Arrived in Paso Robles in good time.
P.S. Thank you to Firestone Walker Brewing Company for offering free wireless in their tasting room so I could update this blog.
Monday, June 11, 2007
Tues June 12 - Drive to Gilroy (visit Farmhouse/Coast Range) then to Paso Robles.
Wed June 13 - Brew at Firestone-Walker Brewing Co.
Thur June 14 - Drive to San Marcos, CA
Fri June 15 - Brew at Port Brewing Co.
Sat June 16 - Brew at Stone Brewing Co.
Sun June 17 - Drive to Tempe, AZ.
Mon June 18 - Brew at Four Peaks Brewing Co.
Tues June 19 - Drive toPrescott and Sedona, AZ. Visit Prescott & Oak Creek Brewing Co.s
Wed June 20 - Drive to Durango, CO.
Thur June 21 - Brew at SKA Brewing Co.
Fri June 22 - Drive to Colorado Springs and visit family.
Sat June 23 - Drive to Denver, CO.
Sun June 24 - Visit family in Denver. Husband Jon Graber joins me.
Mon June 25 - Visit breweries in Boulder (Avery), Longmont (Left Hand), and Lyons (Oskar Blues). Stay with friends in Estes Park.
Tues June 26 - Visit Odell and Coopersmith Breweries in Fort Collins.
Wed June 27 - Brew at New Belgium Brewing Co.
Thur June 28 - Drive to Crazy Horse, Mt Rushmore, and Rapid City, SD. Visit Firehouse Brewing.
Fri June 29 - Drive to Sioux Falls, SD. Visit Granite City Brewery.
Sat June 30 - Drive to Minneapolis/St. Paul. Visit Herkimer and Summit breweries. Then drive to Chippewa Falls, WI.
Sun July 1 - Drive to Munising, MI.
July 2-6 - Visit family in Munising.
Sat July 7 - Drive to West Bend, WI.
Sun July 8 - Husband Jon flies home to Eugene.
July 8-14 - Visit family in West Bend.
Sun July 15 - From this point on I can relax with my trip as I am past the time deadlines. I will probably visit Madison-area, then Chicago-area, then Michigan. Details to come...
June 11: Spent a wonderful evening with Jon's cousin, Brendan's family in San Jose. Kyle (almost 5) and Jason (almost 3) are my new adopted nephews. They adopted me too. Mom Stephanie grilled steaks for dinner and I took a night off from beer. I didn't know that two kids could jump off the top of a 3-foot plastic playhouse into a 10-inch blow-up pool using so many variations and styles of jumps, twists, and splashes.
June 11: Spent most of the day in the subterranean offices of Tom Dalldorf's Celebrator Beer Newspaper.
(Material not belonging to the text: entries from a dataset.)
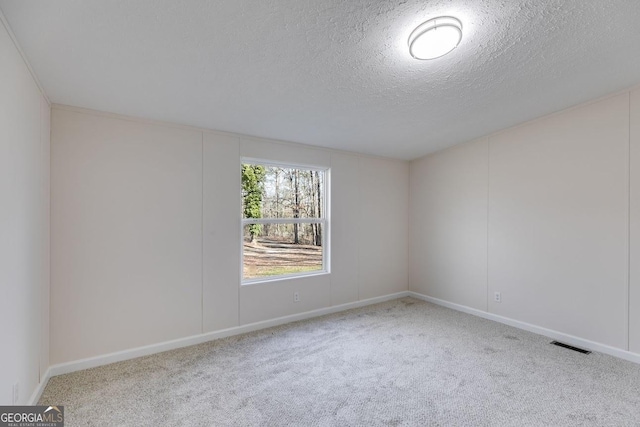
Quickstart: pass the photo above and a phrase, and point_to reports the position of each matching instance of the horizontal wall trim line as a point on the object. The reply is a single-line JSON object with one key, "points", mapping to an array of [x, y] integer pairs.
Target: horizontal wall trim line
{"points": [[240, 136], [561, 336], [92, 362]]}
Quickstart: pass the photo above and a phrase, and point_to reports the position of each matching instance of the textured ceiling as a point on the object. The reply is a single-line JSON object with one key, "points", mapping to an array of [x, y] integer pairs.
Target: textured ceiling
{"points": [[332, 73]]}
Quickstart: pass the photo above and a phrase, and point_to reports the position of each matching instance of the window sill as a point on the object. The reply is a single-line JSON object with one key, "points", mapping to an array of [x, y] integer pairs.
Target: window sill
{"points": [[271, 279]]}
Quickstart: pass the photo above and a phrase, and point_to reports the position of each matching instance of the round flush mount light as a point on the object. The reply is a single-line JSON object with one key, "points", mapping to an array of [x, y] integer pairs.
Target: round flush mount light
{"points": [[435, 37]]}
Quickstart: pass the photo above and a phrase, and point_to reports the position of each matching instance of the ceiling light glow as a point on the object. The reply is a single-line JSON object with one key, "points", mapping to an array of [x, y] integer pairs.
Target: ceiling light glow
{"points": [[435, 37]]}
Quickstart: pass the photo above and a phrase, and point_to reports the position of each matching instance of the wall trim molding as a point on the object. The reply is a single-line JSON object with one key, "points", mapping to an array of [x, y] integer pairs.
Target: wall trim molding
{"points": [[92, 362], [35, 396], [240, 136], [560, 336], [34, 76]]}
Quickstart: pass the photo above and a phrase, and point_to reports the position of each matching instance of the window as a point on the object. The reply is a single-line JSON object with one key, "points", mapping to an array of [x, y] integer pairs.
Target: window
{"points": [[284, 221]]}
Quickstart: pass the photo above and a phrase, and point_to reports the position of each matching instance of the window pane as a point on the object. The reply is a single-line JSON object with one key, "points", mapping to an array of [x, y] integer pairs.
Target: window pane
{"points": [[282, 192], [281, 249]]}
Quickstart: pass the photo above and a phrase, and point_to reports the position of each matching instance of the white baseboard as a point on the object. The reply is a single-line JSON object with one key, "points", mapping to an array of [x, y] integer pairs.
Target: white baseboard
{"points": [[35, 396], [560, 336], [92, 362]]}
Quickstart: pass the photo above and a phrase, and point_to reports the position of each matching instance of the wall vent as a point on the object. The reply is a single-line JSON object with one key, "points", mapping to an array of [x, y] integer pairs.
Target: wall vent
{"points": [[570, 347]]}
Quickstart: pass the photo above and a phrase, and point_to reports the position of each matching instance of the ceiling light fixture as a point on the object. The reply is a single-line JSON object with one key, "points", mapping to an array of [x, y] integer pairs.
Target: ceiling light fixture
{"points": [[435, 37]]}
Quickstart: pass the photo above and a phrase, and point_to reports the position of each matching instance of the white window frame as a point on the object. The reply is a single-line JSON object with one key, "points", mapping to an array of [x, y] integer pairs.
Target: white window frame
{"points": [[323, 220]]}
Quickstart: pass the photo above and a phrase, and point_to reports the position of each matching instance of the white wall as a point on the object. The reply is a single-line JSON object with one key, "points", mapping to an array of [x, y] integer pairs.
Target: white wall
{"points": [[126, 234], [556, 235], [634, 223], [146, 233], [448, 239], [24, 226]]}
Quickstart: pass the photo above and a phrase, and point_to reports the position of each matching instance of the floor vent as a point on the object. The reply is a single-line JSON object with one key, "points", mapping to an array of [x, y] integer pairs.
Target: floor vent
{"points": [[570, 347]]}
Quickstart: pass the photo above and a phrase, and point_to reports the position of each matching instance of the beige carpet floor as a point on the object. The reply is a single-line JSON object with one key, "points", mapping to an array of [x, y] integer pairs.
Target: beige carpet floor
{"points": [[401, 363]]}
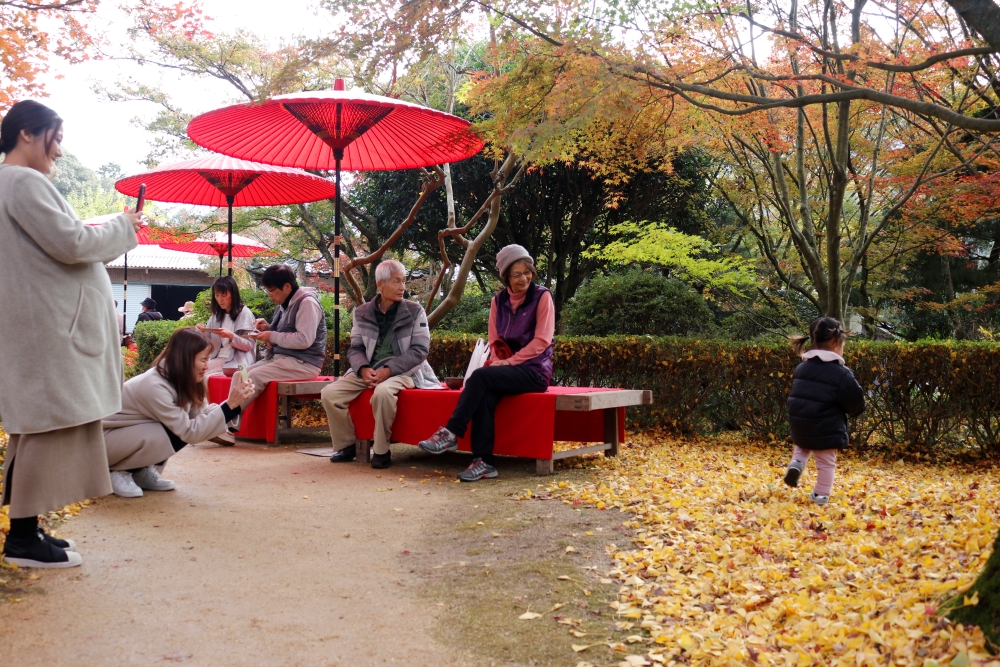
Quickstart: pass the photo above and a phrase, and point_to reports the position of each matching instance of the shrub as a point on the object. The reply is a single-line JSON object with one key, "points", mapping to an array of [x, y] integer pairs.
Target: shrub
{"points": [[151, 338], [637, 302], [471, 315]]}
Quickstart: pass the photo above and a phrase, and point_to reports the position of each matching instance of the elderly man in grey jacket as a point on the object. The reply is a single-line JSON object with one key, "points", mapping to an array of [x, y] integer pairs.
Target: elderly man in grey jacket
{"points": [[389, 345]]}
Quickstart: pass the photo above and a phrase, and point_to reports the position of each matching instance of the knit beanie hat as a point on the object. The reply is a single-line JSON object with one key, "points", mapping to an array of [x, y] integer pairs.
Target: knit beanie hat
{"points": [[508, 255]]}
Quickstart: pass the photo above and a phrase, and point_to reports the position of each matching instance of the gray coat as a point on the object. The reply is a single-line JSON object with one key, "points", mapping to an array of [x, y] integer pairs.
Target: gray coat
{"points": [[60, 355], [411, 342]]}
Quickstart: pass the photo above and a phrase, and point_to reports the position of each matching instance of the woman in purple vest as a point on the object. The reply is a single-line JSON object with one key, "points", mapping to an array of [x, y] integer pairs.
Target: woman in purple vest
{"points": [[522, 323]]}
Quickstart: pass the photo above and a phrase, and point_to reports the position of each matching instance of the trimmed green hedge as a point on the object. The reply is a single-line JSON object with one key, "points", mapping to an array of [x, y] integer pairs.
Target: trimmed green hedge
{"points": [[923, 398]]}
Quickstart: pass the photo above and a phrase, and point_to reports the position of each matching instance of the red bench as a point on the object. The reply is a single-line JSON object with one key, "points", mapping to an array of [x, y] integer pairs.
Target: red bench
{"points": [[527, 425]]}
Tom worked on editing some neat beer festival videos for the Celebrator website, and I worked on this blog.
Mike Pitsker joined us in Tom's cave for a beer tasting. Mike brought the mixed 6-pack of cans of Maui Brewing Company beers. We tasted the Bikini Blonde Lager (hazy with fruity ale-like esters but lager flavor), Big Swell IPA (coppery with a murky haze and big resinous hop aroma and flavors), and CoCoNut Porter (more chocolate on the nose with forward raw coconut in the flavor). Then we escaped to the surface for fresh air and sunshine.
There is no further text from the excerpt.